Sunday will experience possible showers in the morning but will clear by the afternoon, according to the National Weather Service.
Another storm will move in Monday, but officials said the rain could move out by Monday night.
Cloudy skies are on tap for Christmas Day, and another storm is expected later in the week.
The weather service said snow levels will be around 5,500 feet.
The storms will be stronger along the Central Coast and lose some of their power when they get to Southern California, officials said.
The headline and lede are wrong or at least misleading. Christmas Eve might wind up being wet in Southern California but that's not what the National Weather Service is predicting. Here is a quote from the actual forecast that was issued this morning at 4:36 AM and which has not changed. (The Times piece was posted at 8:14 AM.)
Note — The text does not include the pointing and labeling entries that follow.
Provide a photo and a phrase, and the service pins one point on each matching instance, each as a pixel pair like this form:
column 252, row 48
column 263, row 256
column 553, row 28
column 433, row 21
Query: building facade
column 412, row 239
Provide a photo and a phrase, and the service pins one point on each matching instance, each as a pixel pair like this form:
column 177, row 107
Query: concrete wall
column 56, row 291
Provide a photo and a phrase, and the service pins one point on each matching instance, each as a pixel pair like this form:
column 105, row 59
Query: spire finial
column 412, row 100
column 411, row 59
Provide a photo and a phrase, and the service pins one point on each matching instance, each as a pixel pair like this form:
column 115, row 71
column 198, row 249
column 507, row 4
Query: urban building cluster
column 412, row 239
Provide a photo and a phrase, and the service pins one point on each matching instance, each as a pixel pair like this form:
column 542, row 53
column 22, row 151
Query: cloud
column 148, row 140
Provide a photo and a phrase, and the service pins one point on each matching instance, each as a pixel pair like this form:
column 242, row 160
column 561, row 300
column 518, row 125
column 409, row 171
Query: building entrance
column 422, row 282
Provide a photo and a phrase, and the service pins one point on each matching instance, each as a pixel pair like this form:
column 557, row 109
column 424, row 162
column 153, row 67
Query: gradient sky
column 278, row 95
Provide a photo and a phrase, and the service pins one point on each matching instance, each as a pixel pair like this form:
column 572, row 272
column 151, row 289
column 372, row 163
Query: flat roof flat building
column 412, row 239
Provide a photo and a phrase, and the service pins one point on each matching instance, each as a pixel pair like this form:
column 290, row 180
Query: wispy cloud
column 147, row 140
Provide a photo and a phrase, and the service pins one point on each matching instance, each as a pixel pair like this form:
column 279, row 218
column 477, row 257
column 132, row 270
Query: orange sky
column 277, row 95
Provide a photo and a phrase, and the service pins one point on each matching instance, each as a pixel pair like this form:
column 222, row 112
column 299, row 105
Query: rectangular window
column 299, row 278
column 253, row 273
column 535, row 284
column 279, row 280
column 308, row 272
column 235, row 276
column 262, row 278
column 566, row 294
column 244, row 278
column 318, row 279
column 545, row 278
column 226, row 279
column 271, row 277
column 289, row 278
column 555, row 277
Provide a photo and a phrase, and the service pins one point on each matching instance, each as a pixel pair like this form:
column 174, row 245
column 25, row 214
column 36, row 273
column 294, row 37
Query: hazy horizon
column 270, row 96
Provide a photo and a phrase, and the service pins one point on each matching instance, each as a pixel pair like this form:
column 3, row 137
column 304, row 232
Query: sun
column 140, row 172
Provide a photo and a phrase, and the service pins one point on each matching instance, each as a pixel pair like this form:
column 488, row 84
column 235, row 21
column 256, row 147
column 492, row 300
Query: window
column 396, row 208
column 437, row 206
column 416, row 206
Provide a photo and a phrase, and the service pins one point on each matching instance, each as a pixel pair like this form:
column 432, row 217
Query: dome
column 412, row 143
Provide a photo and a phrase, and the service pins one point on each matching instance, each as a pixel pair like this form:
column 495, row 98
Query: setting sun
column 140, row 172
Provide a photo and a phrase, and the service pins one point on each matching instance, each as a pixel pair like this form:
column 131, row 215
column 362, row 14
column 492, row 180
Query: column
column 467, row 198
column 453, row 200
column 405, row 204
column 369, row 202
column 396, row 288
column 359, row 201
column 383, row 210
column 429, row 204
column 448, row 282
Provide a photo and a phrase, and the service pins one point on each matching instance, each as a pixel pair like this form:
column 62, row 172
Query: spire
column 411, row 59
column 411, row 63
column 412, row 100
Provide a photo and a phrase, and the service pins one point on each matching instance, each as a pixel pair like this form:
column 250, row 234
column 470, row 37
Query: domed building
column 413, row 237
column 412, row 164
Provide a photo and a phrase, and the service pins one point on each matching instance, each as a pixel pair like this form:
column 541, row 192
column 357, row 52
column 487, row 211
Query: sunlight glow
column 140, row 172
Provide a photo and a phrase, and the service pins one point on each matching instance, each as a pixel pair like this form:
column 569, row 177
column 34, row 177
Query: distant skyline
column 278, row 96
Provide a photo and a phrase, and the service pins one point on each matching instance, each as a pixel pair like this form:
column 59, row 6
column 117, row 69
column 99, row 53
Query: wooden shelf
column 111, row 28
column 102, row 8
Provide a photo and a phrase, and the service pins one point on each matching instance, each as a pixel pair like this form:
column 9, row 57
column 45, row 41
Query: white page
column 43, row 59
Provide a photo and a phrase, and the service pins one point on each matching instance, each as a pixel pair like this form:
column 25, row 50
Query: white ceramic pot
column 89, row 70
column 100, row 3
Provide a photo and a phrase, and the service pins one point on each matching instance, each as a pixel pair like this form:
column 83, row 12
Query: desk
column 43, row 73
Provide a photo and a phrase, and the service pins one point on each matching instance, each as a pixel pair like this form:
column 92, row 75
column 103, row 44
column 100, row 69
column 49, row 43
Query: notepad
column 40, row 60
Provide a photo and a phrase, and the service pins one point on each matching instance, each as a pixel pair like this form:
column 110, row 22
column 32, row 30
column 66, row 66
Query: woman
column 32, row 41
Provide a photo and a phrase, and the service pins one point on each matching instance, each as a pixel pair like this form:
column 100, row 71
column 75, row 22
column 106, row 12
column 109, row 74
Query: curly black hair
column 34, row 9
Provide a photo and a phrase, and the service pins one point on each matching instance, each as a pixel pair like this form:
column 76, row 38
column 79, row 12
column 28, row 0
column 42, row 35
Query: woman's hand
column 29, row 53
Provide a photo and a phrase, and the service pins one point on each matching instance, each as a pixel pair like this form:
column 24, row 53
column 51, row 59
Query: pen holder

Steady rain with the next system will arrive on the central coast this afternoon… and will reach the Los Angeles basin around midnight. This will be another fairly fast moving system… and rain will end in most areas Monday morning. Dry conditions are forecast for Christmas eve night and Christmas day.
See? The forecast is for the rain to be over Monday morning in most areas and for Christmas Eve night to be dry. But if you read the Times paraphrase, you'd think the N.W.S. was predicting rain for most of Monday with a chance of it ending by Monday night. The difference could matter a lot if you're planning a party for tomorrow evening…as many are.
The L.A. Times is a pretty good paper but like most, it has this idea that reporters have to report, not quote. Instead of just copying the National Weather Service report — which is written in plain, perfectly-understandable English — they have some Times staffer read the exact same bulletin that any of us could find on the web, then rephrase it for no good purpose. This person probably thought of the term "Christmas Eve" as denoting the entire day, which I suppose is technically correct. There is a forecast for rain on Monday, December 24 but most folks will look at the phrase "Wet Christmas Eve" and not understand that the N.W.S. isn't, at this time, predicting rain in the evening.